Ich war geschockt. Verwandte von mir leben in Hanau, ich habe deshalb zuerst meine Eltern angerufen und gefragt, ob es unseren Angehörigen gut geht. Zum Glück war das so. Der kurzen Erleichterung folgte ein tiefer Schmerz, als die Dimension der Tat deutlich wurde. Wir reden über neun unschuldige Menschen, die aus dem Nichts heraus getötet worden sind, nur weil Rechtsextreme meinen, sie gehören hier nicht her. Das hat mich tief getroffen – auch ganz persönlich.
Weil Sie als Tochter türkischer Einwanderer mit denselben Vorurteilen konfrontiert sind?
Ja. Das Risiko, Opfer eines Terroranschlags zu werden, ist für Menschen, die aussehen oder heißen wie ich, größer. Das ist so.
Nehmen Sie in der migrantischen Community mehr Angst wahr?
Angst vor Nazis gibt es seit den Brandanschlägen von Solingen und Mölln oder den Ausschreitungen von Rostock-Lichtenhagen in den 1990er-Jahren. In jener Zeit ist ein Onkel von mir auf dem Nachhauseweg von Neonazis überfallen und zusammengeschlagen worden – einfach nur, weil er aussah, wie er aussah. Dann kam die NSU-Mordserie. Die Gefahr durch rechte Gewalttäter ist uns allen sehr bewusst, und eine Tat wie die von Hanau zeigt, wie real sie ist. Meine Mutter sagte nach Hanau zu mir den Satz: „Pass auf dich auf“. In den Tagen danach habe ich immer wieder den türkischen Ausspruch „Korkuyorum“ gehört – „Ich habe Angst.“ Ich glaube, das beschreibt die Gefühlslage der Menschen mit Zuwanderungsgeschichte ganz gut.
Wäre die Betroffenheit der Mehrheitsgesellschaft eine andere, wenn die Opfer nicht Gültekin, Kurtović und Saraçoğlu geheißen hätten, sondern Krause, Müller oder Schulze und das Attentat nicht in Bar, Shishalounge und Kiosk stattgefunden hätte, sondern in einem katholischen Jugendzentrum?
Vermutlich ist das so. Menschen identifizieren sich am ehesten mit Menschen, die ihnen ähnlich sind, und das will ich niemandem vorwerfen. Wichtig ist aber, dass die Mehrheitsgesellschaft ihre Lehren aus Terroranschlägen wie dem von Hanau oder der Mordserie des NSU zieht. Das fängt schon damit an, dass man bei Opfern mit ausländischen Namen nicht als Erstes an eine Milieutat denkt, sondern sich eingesteht, dass dieses Land ein echtes Problem mit Rassismus und rechtem Terror hat.

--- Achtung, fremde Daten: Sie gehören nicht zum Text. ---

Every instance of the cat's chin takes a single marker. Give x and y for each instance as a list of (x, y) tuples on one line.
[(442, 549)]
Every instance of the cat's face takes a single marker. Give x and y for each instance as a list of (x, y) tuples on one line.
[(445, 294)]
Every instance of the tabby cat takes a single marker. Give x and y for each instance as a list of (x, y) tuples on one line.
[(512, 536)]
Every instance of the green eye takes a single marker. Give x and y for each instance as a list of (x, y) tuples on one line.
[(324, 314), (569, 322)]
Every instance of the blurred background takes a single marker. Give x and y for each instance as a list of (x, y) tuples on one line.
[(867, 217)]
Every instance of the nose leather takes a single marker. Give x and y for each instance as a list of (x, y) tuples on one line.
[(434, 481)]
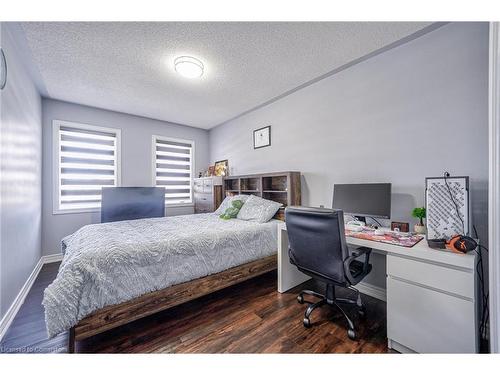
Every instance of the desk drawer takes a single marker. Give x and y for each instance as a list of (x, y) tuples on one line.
[(428, 321), (440, 277), (203, 202)]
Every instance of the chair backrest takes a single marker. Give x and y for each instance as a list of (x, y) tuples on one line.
[(317, 241)]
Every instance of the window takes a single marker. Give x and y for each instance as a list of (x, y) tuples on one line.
[(173, 168), (86, 158)]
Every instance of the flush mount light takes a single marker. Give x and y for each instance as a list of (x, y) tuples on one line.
[(188, 67)]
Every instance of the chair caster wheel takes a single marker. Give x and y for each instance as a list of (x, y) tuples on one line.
[(351, 334), (362, 313)]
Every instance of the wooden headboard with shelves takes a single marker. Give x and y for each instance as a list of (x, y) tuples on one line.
[(282, 187)]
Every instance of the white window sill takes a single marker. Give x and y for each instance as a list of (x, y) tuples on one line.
[(76, 211)]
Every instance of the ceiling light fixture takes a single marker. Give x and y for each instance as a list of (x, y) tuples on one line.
[(188, 67)]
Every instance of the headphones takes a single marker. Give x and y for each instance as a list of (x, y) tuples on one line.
[(458, 244)]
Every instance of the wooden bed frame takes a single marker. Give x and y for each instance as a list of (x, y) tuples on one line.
[(116, 315)]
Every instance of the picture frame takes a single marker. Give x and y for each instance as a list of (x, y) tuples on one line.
[(262, 137), (401, 226), (221, 168)]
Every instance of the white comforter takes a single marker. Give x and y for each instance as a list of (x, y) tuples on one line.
[(109, 263)]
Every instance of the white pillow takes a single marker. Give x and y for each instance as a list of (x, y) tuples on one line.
[(258, 209), (226, 203)]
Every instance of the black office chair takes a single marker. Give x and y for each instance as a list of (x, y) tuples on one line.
[(318, 248)]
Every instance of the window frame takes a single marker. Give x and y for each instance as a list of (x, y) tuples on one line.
[(156, 137), (56, 162)]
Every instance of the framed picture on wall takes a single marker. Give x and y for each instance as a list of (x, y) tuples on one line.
[(222, 168), (262, 137)]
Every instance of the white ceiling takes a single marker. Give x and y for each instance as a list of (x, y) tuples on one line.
[(128, 67)]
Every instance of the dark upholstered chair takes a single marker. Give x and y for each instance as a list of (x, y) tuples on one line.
[(318, 248)]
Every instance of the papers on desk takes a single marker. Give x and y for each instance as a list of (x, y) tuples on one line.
[(393, 238)]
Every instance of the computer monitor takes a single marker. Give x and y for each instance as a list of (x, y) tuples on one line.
[(130, 203), (361, 200)]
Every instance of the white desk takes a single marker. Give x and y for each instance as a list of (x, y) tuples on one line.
[(431, 295)]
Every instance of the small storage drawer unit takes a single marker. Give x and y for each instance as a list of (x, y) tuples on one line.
[(207, 194), (431, 307)]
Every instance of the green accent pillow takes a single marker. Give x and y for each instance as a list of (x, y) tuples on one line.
[(232, 212)]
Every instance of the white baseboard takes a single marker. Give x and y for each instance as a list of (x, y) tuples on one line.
[(372, 291), (21, 296), (52, 258), (18, 301)]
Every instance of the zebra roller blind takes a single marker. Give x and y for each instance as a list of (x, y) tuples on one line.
[(173, 163), (87, 160)]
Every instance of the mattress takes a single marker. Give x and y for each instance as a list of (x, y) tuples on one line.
[(109, 263)]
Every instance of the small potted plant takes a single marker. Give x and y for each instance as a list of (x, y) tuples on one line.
[(419, 213)]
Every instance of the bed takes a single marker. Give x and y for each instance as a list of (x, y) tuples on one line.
[(114, 273)]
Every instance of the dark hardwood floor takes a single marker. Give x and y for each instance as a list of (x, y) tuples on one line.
[(251, 317)]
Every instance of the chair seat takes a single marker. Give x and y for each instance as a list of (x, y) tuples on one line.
[(356, 268)]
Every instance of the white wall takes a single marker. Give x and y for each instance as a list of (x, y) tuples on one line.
[(136, 164), (411, 112), (20, 166)]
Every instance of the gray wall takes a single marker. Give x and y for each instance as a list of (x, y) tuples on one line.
[(136, 162), (20, 166), (395, 117)]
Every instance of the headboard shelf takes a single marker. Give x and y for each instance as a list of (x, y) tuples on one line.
[(282, 187)]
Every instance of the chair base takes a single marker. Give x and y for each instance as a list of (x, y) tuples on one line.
[(330, 299)]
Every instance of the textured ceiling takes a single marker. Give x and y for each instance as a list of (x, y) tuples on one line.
[(128, 67)]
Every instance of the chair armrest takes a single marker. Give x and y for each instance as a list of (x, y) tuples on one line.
[(360, 251)]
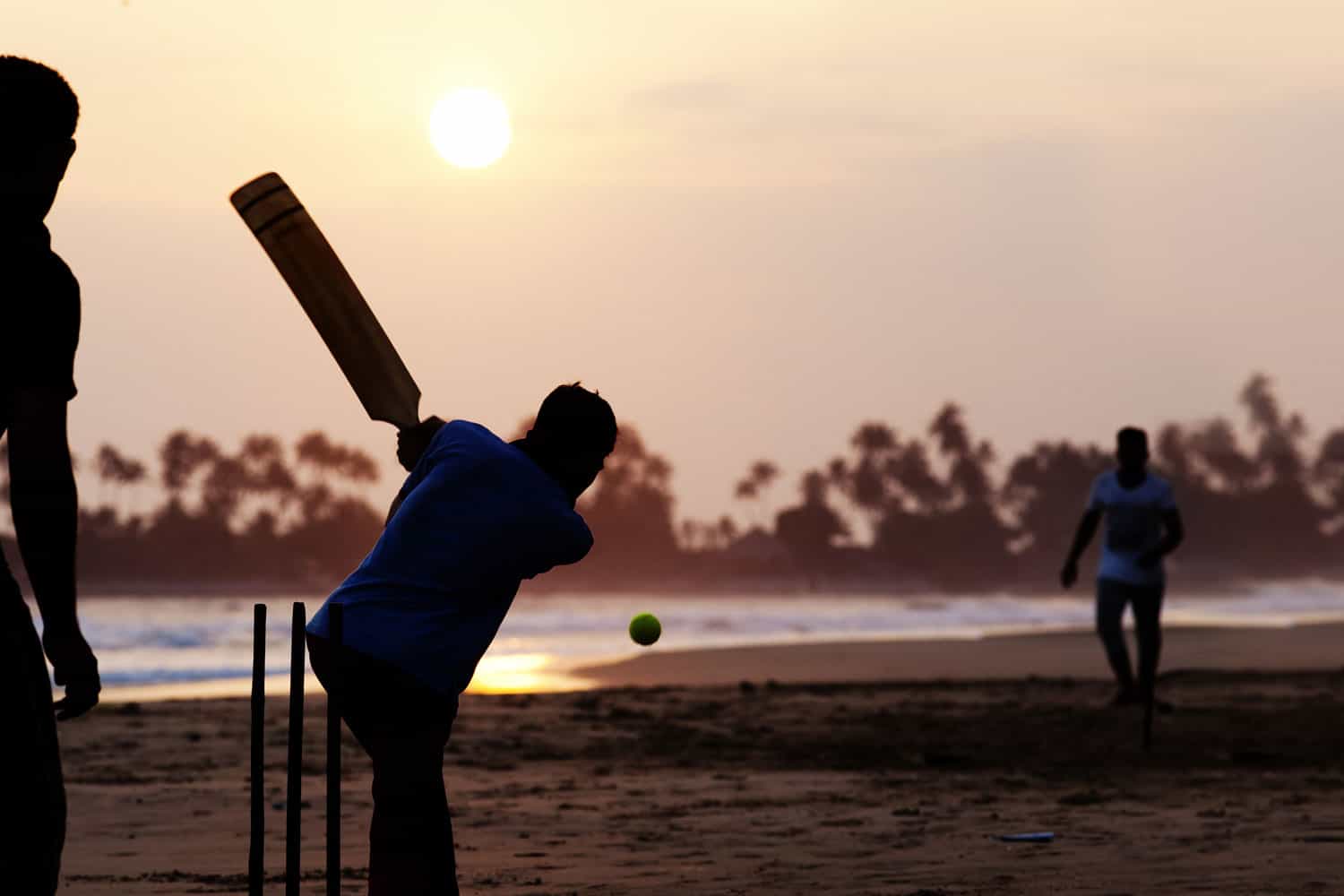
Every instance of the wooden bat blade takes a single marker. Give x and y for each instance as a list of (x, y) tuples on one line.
[(330, 298)]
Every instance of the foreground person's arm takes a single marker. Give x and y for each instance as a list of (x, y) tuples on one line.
[(42, 493), (1082, 538)]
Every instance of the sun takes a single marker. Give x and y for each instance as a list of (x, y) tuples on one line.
[(470, 128)]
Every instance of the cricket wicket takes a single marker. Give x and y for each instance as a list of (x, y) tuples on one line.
[(295, 755)]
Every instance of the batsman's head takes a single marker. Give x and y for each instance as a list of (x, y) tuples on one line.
[(572, 437), (38, 116), (1132, 447)]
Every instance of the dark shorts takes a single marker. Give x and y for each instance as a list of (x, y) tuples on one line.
[(32, 810)]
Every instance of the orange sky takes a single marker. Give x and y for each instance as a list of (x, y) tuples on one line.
[(752, 225)]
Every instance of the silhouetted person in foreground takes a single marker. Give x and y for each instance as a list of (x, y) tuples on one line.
[(39, 328), (1142, 525), (475, 517)]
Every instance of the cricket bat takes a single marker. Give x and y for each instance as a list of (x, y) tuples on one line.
[(330, 298)]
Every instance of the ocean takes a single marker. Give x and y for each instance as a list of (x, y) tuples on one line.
[(164, 648)]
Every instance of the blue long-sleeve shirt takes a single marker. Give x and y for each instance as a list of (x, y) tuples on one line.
[(478, 516)]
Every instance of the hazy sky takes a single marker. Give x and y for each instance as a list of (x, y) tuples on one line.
[(752, 225)]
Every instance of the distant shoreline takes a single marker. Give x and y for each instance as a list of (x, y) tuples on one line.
[(660, 584), (1054, 654)]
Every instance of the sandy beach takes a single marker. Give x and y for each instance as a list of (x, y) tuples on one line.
[(846, 775)]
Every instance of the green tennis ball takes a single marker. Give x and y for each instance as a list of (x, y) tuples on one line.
[(645, 629)]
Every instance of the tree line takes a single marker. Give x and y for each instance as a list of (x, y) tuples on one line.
[(935, 508)]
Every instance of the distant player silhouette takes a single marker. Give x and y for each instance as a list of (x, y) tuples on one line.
[(476, 516), (1142, 525), (39, 330)]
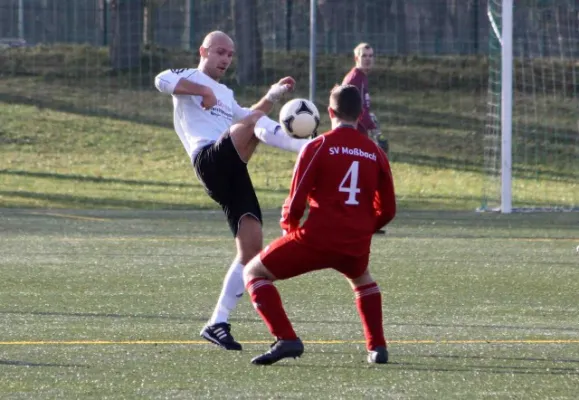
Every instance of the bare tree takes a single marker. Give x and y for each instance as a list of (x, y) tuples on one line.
[(127, 33), (248, 42)]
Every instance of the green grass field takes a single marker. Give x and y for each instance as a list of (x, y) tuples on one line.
[(112, 256), (108, 304), (76, 135)]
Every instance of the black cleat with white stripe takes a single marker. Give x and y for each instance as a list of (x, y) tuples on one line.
[(220, 334), (378, 356), (279, 350)]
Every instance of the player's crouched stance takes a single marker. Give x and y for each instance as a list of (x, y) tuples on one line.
[(348, 183)]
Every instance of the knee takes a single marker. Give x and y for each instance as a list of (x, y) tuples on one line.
[(249, 251), (252, 270), (256, 115)]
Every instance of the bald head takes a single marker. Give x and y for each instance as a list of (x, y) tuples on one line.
[(216, 53), (216, 38)]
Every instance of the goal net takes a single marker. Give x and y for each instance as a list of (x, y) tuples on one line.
[(531, 147)]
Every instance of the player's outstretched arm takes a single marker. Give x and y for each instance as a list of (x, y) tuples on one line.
[(172, 81), (274, 94)]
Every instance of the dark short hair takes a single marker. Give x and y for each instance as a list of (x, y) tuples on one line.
[(346, 102)]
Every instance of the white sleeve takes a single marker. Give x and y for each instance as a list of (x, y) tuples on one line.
[(239, 112), (167, 80)]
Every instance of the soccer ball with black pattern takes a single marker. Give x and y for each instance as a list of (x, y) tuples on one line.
[(299, 118)]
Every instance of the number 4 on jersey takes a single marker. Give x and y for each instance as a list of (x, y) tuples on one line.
[(352, 189)]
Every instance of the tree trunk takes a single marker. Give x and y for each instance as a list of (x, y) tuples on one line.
[(248, 42), (127, 33)]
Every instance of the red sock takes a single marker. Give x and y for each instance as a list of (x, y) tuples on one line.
[(267, 302), (369, 304)]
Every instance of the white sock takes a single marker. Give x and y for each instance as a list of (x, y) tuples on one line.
[(269, 132), (231, 292)]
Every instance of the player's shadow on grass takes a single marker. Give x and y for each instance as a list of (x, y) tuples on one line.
[(19, 363), (530, 359), (409, 366)]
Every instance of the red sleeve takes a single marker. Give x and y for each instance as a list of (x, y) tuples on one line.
[(302, 183), (385, 198)]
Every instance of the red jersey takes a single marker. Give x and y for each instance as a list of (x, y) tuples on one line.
[(359, 79), (346, 180)]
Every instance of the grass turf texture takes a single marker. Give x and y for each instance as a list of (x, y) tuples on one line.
[(97, 304), (75, 135)]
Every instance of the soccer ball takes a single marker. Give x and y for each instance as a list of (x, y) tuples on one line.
[(299, 118)]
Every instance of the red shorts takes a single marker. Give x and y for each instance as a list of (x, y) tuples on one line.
[(287, 257)]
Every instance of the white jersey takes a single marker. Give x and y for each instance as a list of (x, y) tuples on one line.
[(196, 126)]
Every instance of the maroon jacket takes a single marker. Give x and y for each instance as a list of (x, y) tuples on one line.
[(359, 79)]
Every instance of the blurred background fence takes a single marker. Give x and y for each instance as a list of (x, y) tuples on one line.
[(436, 86), (393, 26)]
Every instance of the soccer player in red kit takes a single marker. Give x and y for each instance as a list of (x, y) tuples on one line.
[(346, 180), (358, 76)]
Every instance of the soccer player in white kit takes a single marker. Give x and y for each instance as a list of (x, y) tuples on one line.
[(220, 137)]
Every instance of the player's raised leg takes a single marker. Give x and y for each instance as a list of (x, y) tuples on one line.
[(369, 305), (248, 132)]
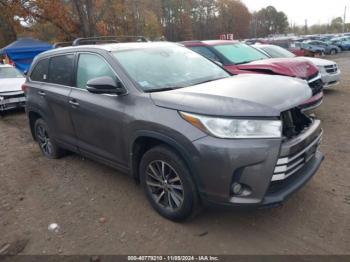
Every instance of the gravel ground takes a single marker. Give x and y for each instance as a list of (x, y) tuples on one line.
[(100, 211)]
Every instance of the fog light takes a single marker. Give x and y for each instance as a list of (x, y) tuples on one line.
[(237, 188)]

Hat die Politik angemessen reagiert?
In der Folge von Hanau wurde ein Kabinettsausschuss für den Kampf gegen Rechtsextremismus gegründet. Das war ein starkes Zeichen, weil damit klar geworden ist, dass auch die Bundesregierung Rassismus als ernstes Problem anerkennt und sich gegen Gewalt, Hass und Hetze stellt. Weitere Schritte müssen folgen, etwa der entschiedene Kampf gegen den Alltagsrassismus. Ich habe seit meiner frühesten Kindheit immer wieder Menschen getroffen, die der Meinung waren, ich sei kein Teil dieser Gesellschaft. So etwas prägt – ob man will oder nicht.
Gegen Rassismus im Alltag wird man nicht mit Gesetzen vorgehen können.
Nein, da sind alle gefragt. Schaue ich Menschen, die nicht deutsch aussehen, anders an? Benachteilige ich sie bei der Suche nach Jobs, Wohnungen, wo auch immer? Dagegen kann jede und jeder Einzelne etwas tun. Auch Menschen mit Einwanderungsgeschichte wollen gut und sicher in diesem Land leben. Wir sind nicht die anderen, wir sind Teil dieser Gesellschaft. Wir sind Mütter, Väter, Töchter, Söhne, die hier leben und die hier arbeiten. Wir sind Deutsche – genauso wie alle, deren Familien seit Generationen in diesem Land leben.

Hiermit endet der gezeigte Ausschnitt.